Çok güzel bir eylül ışığı, Hayıtbükü sahilinde renk, renk, gölge, gölge şarkısını söylüyor. Sahil boyunca uzanan dut ağaçlarının sararan yaprakları sonbahar güzelliğini bizlere anlatırken sahil şezlonglarla kaplanmış vaziyetteydi. Artık yaz günlerinin sıkışıklığının olmadığı zamanlar. Sahilleri rahatlatmakta fayda var.
Hayıtbükü’nden doğudaki Kızılbük Koyuna doğru gidiyoruz, Hayıtbükü’ne 10 dakikalık bir yürüyüş mesafesinde ama buraya gelip te göremeden gidenler az değildir. Gizli bir cennet gibi, inşaat olayından şimdilik zarar görmemiş bir şekilde duruyor. Kızılbük’e giderken Hayıtbükü manzarası da çok hoş bir manzaradır. Hele böyle güzel bir hava varsa. Karşımızda uzanmış bir dinazor gibi duran Adatepe Hayıtbükü ve Ovabükü koylarını birbirinden ayırıyor.
Yeşil ve mavinin armonisine bu mevsimde sıcak renkler de katılıyor.
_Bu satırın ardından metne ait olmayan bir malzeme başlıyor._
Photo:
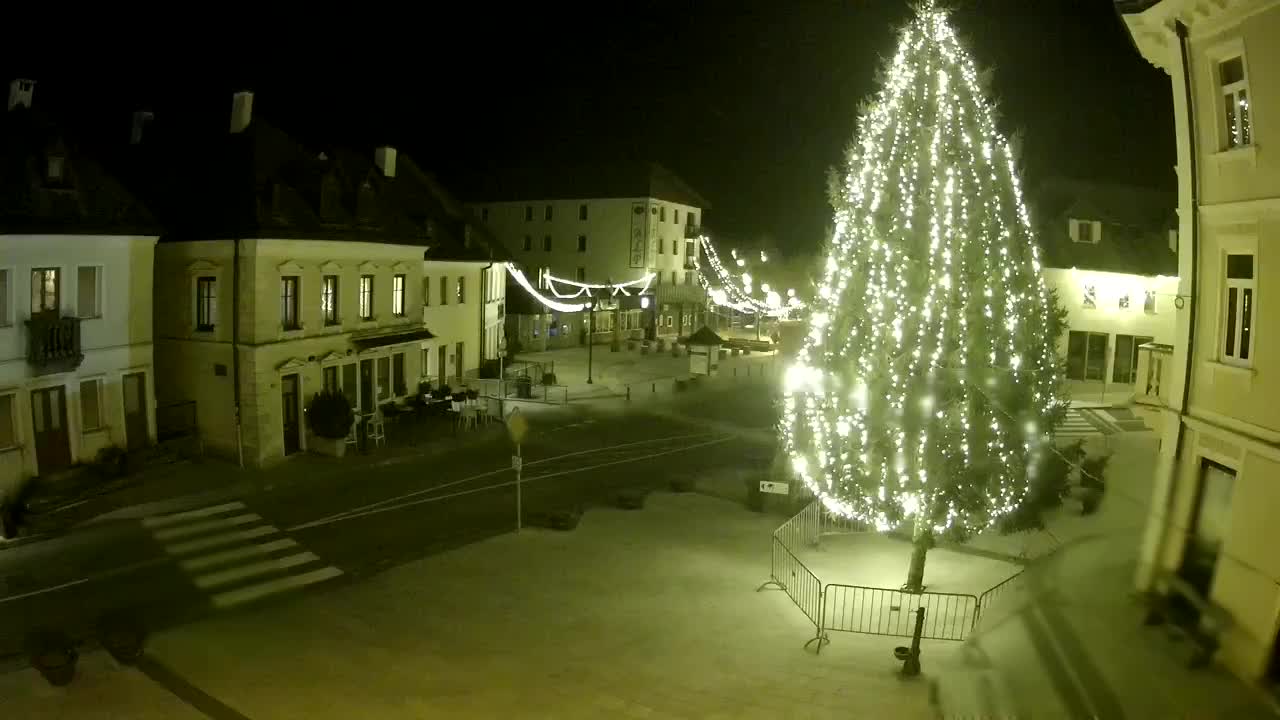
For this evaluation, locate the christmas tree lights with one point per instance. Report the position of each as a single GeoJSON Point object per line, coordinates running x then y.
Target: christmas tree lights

Kızılbük koyu her zamanki gibi üç güzellerin en sakini, duru bir güzellikle karşımızda. Buradaki işletmeden dolayı Gabaklar ( Kabaklar ) koyu diye de söylendiği olur. Her yıl ortada duran seyyar iskele koyun gerdanlığı gibi. Diğer kısımlardaki şezlong ve şemşiye kalabalıklığı burada yok.